Radio and TV personality killed in shootout
Gene Wolf dies at 63
April 22, 2015
By Al Fasoldt
Copyright © 2015, Al Fasoldt
You can't love everybody.
Not like that. Even when you try hard. We're human, peevish, morose, little-minded. Loving some people is hard.
But I loved Gene Wolf. He was an unloveable as anyone I've ever known. But I loved that man.
He's gone, suddenly, after a shootout with his sister, Kathleen Russell, and her son, Robert Higley.
Gene Wolf? The Mac guy? The guy who loved dogs and would step around an ant on the sidewalk?
Yes, Gene. THAT Gene.
Gene and his sister died in mid-April at her home in the mountains of Tennessee. Apparently, Gene shot his sister, so her son, Gene's nephew, shot Gene in retaliation. The son was wounded trying to shield his mother. Gene was 63.
That's the story we have so far. I'm sure there's more. Gene's nephew says Gene was told he had to move out and was upset. The cops said everybody in the house had a gun. I can't imagine Gene was the one who shot first, but I also can't imagine that the whole thing happened in the first place.
It was a bizarre ending to an unusual life. Gene and I were friends of the kind you might have in a bomb shelter. If it hadn't been for the need to be together on the radio once a week for nearly a decade, we would hardly have chosen each other. But Gene and I sized each other up, liked what we saw on the surface, and gradually began to realize we were George and Gracie, needing each other on the air.
Gene learned that I was as smart as he was. I learned that Gene had talents I'd never have. Gene learned that I loved to argue with callers; it made him tune up his own motor even more. I learned that Gene carried grudges, some of them decades old. He brought those old conflicts back out on the air, and there was nothing I could do to dissuade him.
He did what he wanted because of who he was. Gene was a magnet for attention when he entered the room. He was shy one-to-one but over the top in a crowd. Nobody ever asked, "Who's that?" When you met him, when you saw him in a crowd, when you heard him on a stage or over the air, Gene was unmistakably Gene. He radiated bumpkin charisma.

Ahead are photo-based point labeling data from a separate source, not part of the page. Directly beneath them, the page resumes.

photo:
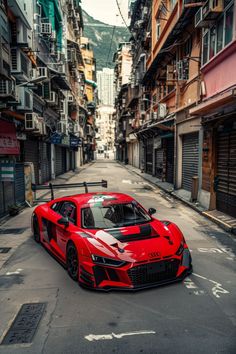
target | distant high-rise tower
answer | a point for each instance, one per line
(105, 82)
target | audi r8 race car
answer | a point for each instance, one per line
(108, 240)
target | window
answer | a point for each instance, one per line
(68, 210)
(219, 35)
(113, 215)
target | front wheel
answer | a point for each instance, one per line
(36, 229)
(72, 262)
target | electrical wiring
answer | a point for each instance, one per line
(113, 32)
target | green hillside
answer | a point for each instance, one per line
(100, 35)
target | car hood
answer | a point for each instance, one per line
(136, 243)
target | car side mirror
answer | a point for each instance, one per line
(152, 211)
(63, 221)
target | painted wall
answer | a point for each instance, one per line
(221, 67)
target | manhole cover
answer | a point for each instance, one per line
(17, 231)
(25, 324)
(4, 249)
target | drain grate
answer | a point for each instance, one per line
(25, 324)
(5, 249)
(17, 231)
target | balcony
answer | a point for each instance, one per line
(133, 95)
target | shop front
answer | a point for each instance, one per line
(12, 190)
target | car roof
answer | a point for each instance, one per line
(87, 198)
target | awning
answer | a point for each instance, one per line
(60, 79)
(16, 6)
(183, 20)
(165, 125)
(91, 82)
(213, 104)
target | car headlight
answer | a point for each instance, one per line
(107, 261)
(180, 249)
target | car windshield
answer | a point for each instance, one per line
(112, 216)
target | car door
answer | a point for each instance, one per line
(67, 210)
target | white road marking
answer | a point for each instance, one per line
(191, 285)
(16, 272)
(92, 337)
(217, 288)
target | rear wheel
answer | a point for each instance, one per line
(36, 229)
(72, 261)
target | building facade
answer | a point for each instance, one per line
(183, 117)
(43, 103)
(105, 81)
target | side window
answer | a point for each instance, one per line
(68, 210)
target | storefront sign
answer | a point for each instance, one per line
(56, 139)
(7, 171)
(65, 140)
(8, 141)
(75, 141)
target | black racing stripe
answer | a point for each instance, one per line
(146, 230)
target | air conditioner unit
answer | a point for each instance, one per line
(71, 55)
(212, 8)
(31, 121)
(20, 63)
(62, 127)
(53, 36)
(62, 106)
(43, 71)
(70, 98)
(63, 117)
(198, 19)
(7, 88)
(53, 99)
(42, 126)
(46, 28)
(162, 111)
(34, 73)
(170, 73)
(182, 67)
(24, 36)
(25, 99)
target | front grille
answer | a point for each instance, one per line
(153, 272)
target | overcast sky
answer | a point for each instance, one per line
(106, 10)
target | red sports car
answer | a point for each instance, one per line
(108, 240)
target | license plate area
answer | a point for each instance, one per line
(156, 268)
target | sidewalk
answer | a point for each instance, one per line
(14, 231)
(224, 221)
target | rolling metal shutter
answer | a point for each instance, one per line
(32, 155)
(19, 183)
(2, 208)
(159, 162)
(58, 161)
(189, 159)
(45, 157)
(170, 160)
(226, 172)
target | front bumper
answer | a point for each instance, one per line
(136, 276)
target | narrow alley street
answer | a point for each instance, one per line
(199, 312)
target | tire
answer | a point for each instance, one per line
(36, 229)
(72, 262)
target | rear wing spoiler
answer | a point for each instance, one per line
(52, 187)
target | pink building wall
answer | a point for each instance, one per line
(220, 73)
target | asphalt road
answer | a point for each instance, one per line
(194, 316)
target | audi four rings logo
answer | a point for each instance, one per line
(154, 254)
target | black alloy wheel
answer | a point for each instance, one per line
(36, 229)
(72, 262)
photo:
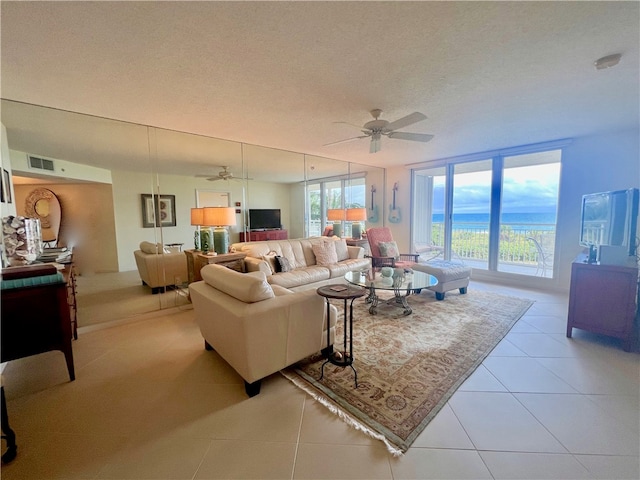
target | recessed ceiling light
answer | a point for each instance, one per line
(608, 61)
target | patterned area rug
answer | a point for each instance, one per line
(408, 366)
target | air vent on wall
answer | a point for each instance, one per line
(41, 163)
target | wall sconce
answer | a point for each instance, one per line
(356, 215)
(337, 216)
(220, 217)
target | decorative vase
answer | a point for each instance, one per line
(22, 239)
(205, 239)
(386, 271)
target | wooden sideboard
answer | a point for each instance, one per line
(263, 236)
(602, 299)
(35, 317)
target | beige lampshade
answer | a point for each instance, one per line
(356, 214)
(335, 214)
(197, 216)
(219, 216)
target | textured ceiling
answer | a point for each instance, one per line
(279, 74)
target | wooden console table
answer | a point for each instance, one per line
(263, 236)
(602, 299)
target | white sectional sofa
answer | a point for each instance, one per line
(256, 327)
(309, 261)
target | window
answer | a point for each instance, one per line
(494, 211)
(333, 193)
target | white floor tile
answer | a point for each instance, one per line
(497, 421)
(609, 466)
(150, 402)
(333, 461)
(581, 425)
(523, 374)
(444, 431)
(539, 466)
(439, 464)
(482, 380)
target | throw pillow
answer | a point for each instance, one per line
(282, 264)
(325, 253)
(270, 258)
(389, 249)
(237, 265)
(246, 287)
(148, 247)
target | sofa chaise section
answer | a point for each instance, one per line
(305, 270)
(256, 327)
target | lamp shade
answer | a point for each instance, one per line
(356, 214)
(335, 214)
(219, 216)
(197, 216)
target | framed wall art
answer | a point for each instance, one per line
(160, 214)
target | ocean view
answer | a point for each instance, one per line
(514, 220)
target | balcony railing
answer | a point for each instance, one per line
(529, 246)
(518, 251)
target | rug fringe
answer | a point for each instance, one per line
(348, 419)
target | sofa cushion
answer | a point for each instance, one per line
(148, 247)
(389, 249)
(247, 287)
(341, 247)
(325, 253)
(282, 264)
(300, 276)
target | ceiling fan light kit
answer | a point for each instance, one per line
(376, 128)
(608, 61)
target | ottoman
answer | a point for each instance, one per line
(450, 275)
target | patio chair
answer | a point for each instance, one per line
(384, 250)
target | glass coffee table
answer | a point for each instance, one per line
(402, 287)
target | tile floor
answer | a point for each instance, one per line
(150, 403)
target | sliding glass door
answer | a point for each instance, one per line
(496, 213)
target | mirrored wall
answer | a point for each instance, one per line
(102, 167)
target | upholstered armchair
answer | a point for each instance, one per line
(384, 250)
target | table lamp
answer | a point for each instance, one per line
(337, 216)
(197, 216)
(356, 215)
(220, 217)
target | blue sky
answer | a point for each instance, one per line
(525, 190)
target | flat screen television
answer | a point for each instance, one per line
(610, 218)
(264, 218)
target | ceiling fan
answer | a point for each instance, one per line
(376, 128)
(223, 174)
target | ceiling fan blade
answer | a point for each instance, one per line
(359, 127)
(416, 137)
(345, 141)
(410, 119)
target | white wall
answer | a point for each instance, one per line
(589, 164)
(6, 208)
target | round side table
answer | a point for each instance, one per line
(344, 357)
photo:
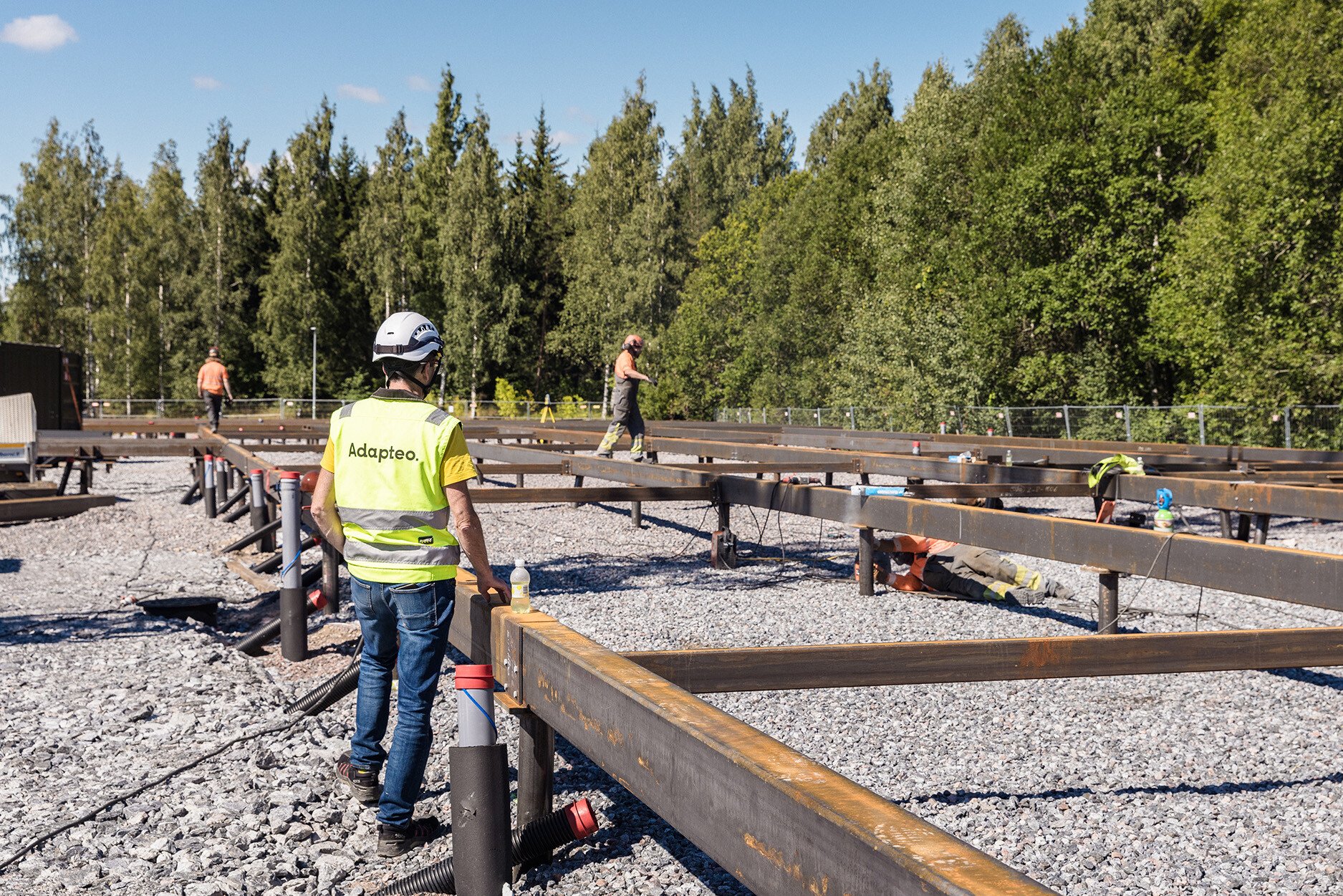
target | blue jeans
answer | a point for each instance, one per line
(419, 613)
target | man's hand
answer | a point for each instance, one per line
(486, 582)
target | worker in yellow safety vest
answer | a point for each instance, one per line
(394, 468)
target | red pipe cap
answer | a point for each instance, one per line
(580, 817)
(474, 678)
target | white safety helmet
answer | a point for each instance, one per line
(408, 336)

He said what he thought, dressed any way he wanted, bit the hand that fed him, laughed at his own jokes, looked like a cheap extra in a B-grade movie, wore his wild gray hair in a ponytail when he didn't want to scare the kids but left it flying up, down, left and right otherwise, talked in a nasal bad-boy twang and loved -- oh, how he loved -- cheap donuts.
He never answered his email. Never confirmed appointments. Never hugged anybody. Never let a good issue pass without an argument.
Most of all, he had the fastest mind in the world.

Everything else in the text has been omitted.